Requiem for the Suspect America Act

This week House Democrats finally did something they were elected to do two Novembers ago, albeit with their trademark passive-aggressiveness and aversion to confrontation with the Bush administration.

In vacating the Capitol for a week-plus recess, the Democratic leadership will kill, for the time being, the Protect America Act and its heinous provisions of legal immunity for telecommunications companies who may have allowed the Bush Administration to collect private information on its customers.

Shielding corporations from lawsuits was a consistent hallmark of GOP misrule during the Bush era. When Republicans claimed to be the "Party of Personal Responsibility," they might have been more clear; they have indeed been the party of shifting the burden of responsibility for corporate negligence onto the individual persons who are injured.

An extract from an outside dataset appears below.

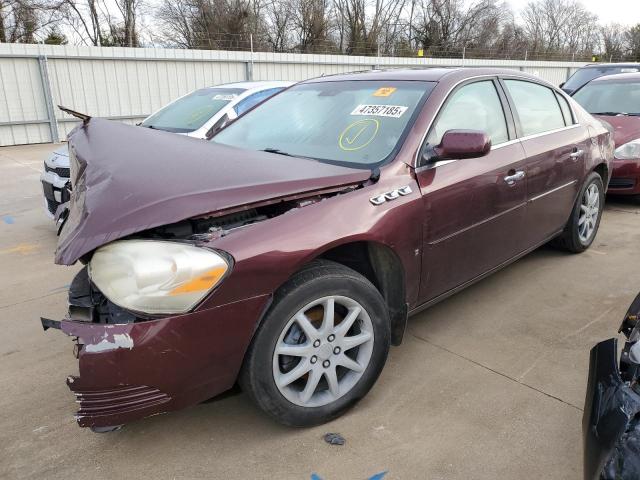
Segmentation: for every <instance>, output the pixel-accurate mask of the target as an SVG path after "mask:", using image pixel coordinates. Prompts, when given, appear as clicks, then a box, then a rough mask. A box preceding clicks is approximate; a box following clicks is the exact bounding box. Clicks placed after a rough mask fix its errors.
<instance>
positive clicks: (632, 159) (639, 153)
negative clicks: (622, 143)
mask: <svg viewBox="0 0 640 480" xmlns="http://www.w3.org/2000/svg"><path fill="white" fill-rule="evenodd" d="M613 156H614V157H616V158H617V159H619V160H636V159H640V138H636V139H635V140H631V141H630V142H628V143H625V144H624V145H621V146H619V147H618V148H616V151H615V152H614V153H613Z"/></svg>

Once again, the Republican leadership and its willing stooges among the Democrats sought to inoculate the telecommunications industry against lawsuits and criminal charges for assisting the National Security Agency in warrantless wiretapping and data mining for alleged anti-terrorism programs.

It's important to note that what is being proposed is retroactive immunity. The White House and the NSA use this term, even though it acknowledges implicitly that the telecoms were knowingly engaged in criminal conduct and now must be protected from the consequences.

AT&T and company, faced with the choice of obeying the Constitution or an administration notorious for skirting the letter and spirit of the law, chose wrong. There was no obligation for them to assist the White House with a program that even many security hawks acknowledge is inessential to intercepting terrorist communications.

We can hope this portends a shift in attitudes on the part of IT companies with regard to their customers' privacy, even that they might glance at the Constitution before giving bureaucrats free rein with their files.